The protagonist wakes up, with her memory of self and society erased, and is confronted with a world in which the majority of the population is operating under the control of software written by a cyber-totalitarian conductor, ‘voluntarily’ filming the protagonist’s every move in the pacified, detached and transient state we see ourselves and others doing everyday. Only now the setting is complicated by the violence of those who apparently were not infected by this condition and understand the low-risk conditions of reigning terror and persistently try to kill the protagonist all while droves of zombified spectators film and upload the entire thing. It’s bizarre, demanding that one might consider redressing those recurring cynicism about human nature.
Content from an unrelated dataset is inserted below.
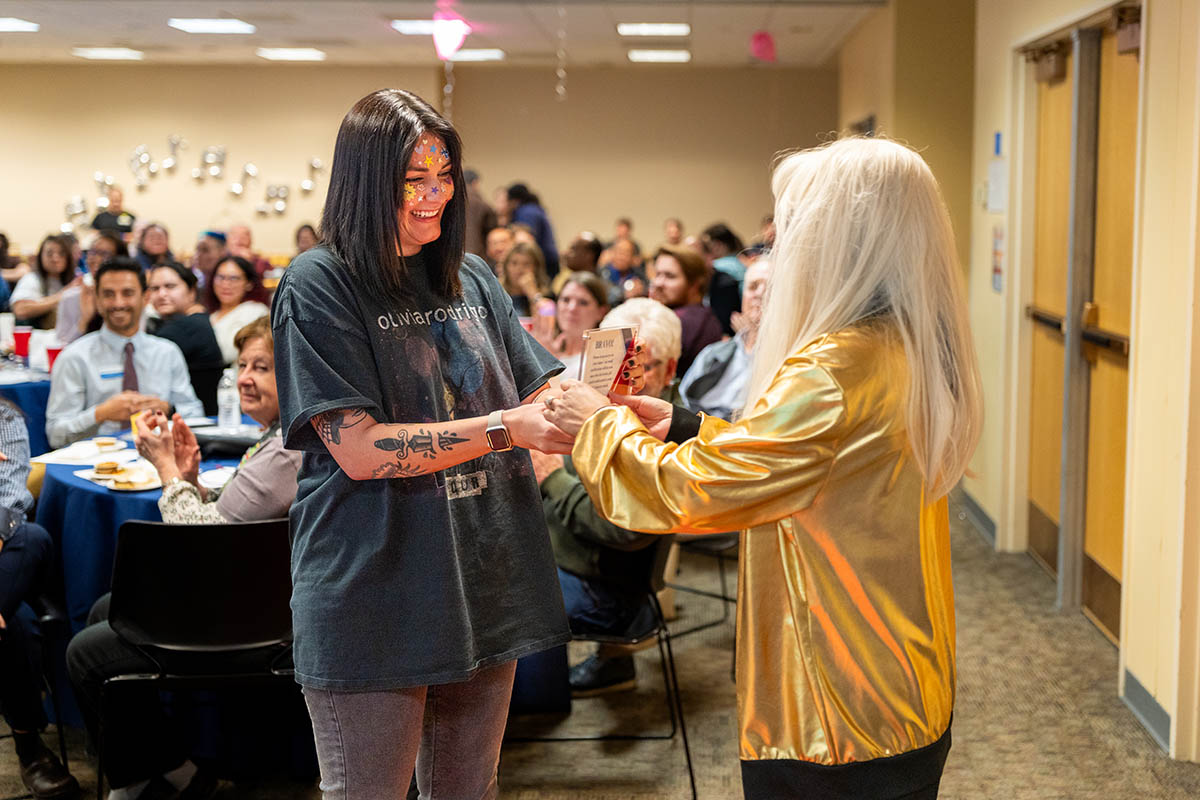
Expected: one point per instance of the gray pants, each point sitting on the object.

The details should be spared but spoiler: it’s all being filmed and uploaded to a seemingly distant reality where the culture has accepted lapsed into accepting spectacles of violence, so long as they are psychologically or geographically unrelated to them, for the sake of yes – entertainment.

Added to layers of speculative cultural commentary regarding a potential multiverse, spectatorship media, normalized violence, dislocation from the self and one another, is a piercingly accurate and intuitively sharp depiction of self-estrangement, self-doubt, ontological anxiety, existential confusion and altogether what we might just call neurosis. A first-person point of view written through the lens of mental illness, the experience of being constantly questioning the trustworthiness of your perceptions and dislocation in the ‘rationalization’ of everyday relationships and experience. The psychosocial order portrayed in Black Mirror translates fluidity, it relates through sound, script, and tension, an uncertainty that obscures the apparently mundane.

Post-Script: Black Mirror is the first show I’ve ever looked up on Rotten Tomatoes but it actually has 100% freshness…which from what I’ve heard, is unheard of (also, ps. what I’ve heard only comes from a Mr.Robot podcast.)